The EU's 12th biggest polluter
According to the World Wide Fund for Nature (WWF), Prunéřov is the 12th most environment-unfriendly plant in EU, excluding the new member states Romania and Bulgaria.
"Prunéřov, the ČEZ's largest coal-based source of energy, produces only few per cent smaller amount of carbon dioxides than all the Czech private cars altogether," warned the Czech environmental organization Hnutí duha (Rainbow Movement).
ČEZ is planning to close the older part of the plant - Prunéřov 1 - in years 2015 and 2016. Prunéřov 2, the object of the latest protest, is going to experience a profound modernization in 2010-12 with the aim of increasing its productivity.
"With emissions reduced significantly, we expect the plant to drop to the bottom of the WWF's rankings," informed Ladislav Kříž, the spokesman of ČEZ.
"We find it irresponsible to jeopardize health and lives in a facility that is taking concrete steps towards improvement, and we are surprised by Greenpeace having such different values," said Ota Schnepp, the spokesman of ČEZ for the North Bohemian region, commenting on the environmentalists' action.
The company refrained from using force against the activists and so far it is not considering a legal complaint either.
Activists: Modernization is useless
Greenpeace warned that the level of Prunéřov plant's productivity is only 32 per cent. In other words, it takes too much coal to produce a kilowatthour of energy, hence the plant releases higher amount of exhalations during the process.
After the upgrade, the plant is supposed to have the productivity of 37 per cent - still insufficient, says Greenpeace, reminding that modern coal plants' productivity is higher at least by one quarter.
We don't agree with the whole idea of extending life of these obsolete soft-coal plants from the communist era, since this practice has already claimed lives of tens of North Bohemian villages," said Jan Piňos from Greenpeace.

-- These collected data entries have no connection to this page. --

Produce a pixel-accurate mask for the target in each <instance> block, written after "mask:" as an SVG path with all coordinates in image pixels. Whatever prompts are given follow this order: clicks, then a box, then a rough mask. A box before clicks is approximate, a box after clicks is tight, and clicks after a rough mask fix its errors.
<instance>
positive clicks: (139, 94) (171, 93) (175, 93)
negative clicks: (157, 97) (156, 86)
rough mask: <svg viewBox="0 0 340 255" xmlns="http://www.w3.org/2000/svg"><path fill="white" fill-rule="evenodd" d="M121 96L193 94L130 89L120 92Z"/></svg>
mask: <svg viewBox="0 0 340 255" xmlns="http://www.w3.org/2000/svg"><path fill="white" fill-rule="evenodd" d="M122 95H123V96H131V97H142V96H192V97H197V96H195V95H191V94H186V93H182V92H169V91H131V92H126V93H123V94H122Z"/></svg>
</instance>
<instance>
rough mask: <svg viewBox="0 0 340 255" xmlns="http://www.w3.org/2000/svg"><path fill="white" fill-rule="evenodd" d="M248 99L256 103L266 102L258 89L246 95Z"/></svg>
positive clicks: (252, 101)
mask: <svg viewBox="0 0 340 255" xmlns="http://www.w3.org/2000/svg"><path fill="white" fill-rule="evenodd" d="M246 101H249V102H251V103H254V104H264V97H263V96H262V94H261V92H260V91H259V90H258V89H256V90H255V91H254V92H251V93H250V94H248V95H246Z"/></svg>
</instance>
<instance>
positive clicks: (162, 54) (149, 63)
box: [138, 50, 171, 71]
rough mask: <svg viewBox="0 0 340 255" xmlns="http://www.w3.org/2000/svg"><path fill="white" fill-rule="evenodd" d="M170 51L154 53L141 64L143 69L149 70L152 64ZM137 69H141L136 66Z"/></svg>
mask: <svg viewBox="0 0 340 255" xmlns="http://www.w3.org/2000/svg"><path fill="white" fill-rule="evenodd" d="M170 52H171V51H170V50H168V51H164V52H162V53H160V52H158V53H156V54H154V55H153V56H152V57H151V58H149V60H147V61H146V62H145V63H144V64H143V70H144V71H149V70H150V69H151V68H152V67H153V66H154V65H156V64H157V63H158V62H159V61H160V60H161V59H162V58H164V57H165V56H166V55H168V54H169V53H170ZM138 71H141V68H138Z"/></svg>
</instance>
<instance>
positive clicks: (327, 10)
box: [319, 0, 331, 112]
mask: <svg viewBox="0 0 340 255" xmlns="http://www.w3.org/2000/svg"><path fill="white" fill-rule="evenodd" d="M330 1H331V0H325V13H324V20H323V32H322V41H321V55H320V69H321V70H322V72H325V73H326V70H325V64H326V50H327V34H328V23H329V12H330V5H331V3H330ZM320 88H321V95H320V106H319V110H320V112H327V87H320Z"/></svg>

"If we are to prevent the worst impact of climate change, the world has to halve the current level of global carbon dioxide emissions, which means as far as 80 per cent reduction in industrialized countries," said Piňos.
Minister of Environment Martin Bursík generally shares this view - he opposes the modernization of antiquated plants and is concerned about the innovated blocs' low productivity (read: more pollution). ČEZ, however, claims that they have used the most modern treatment available for such facilities.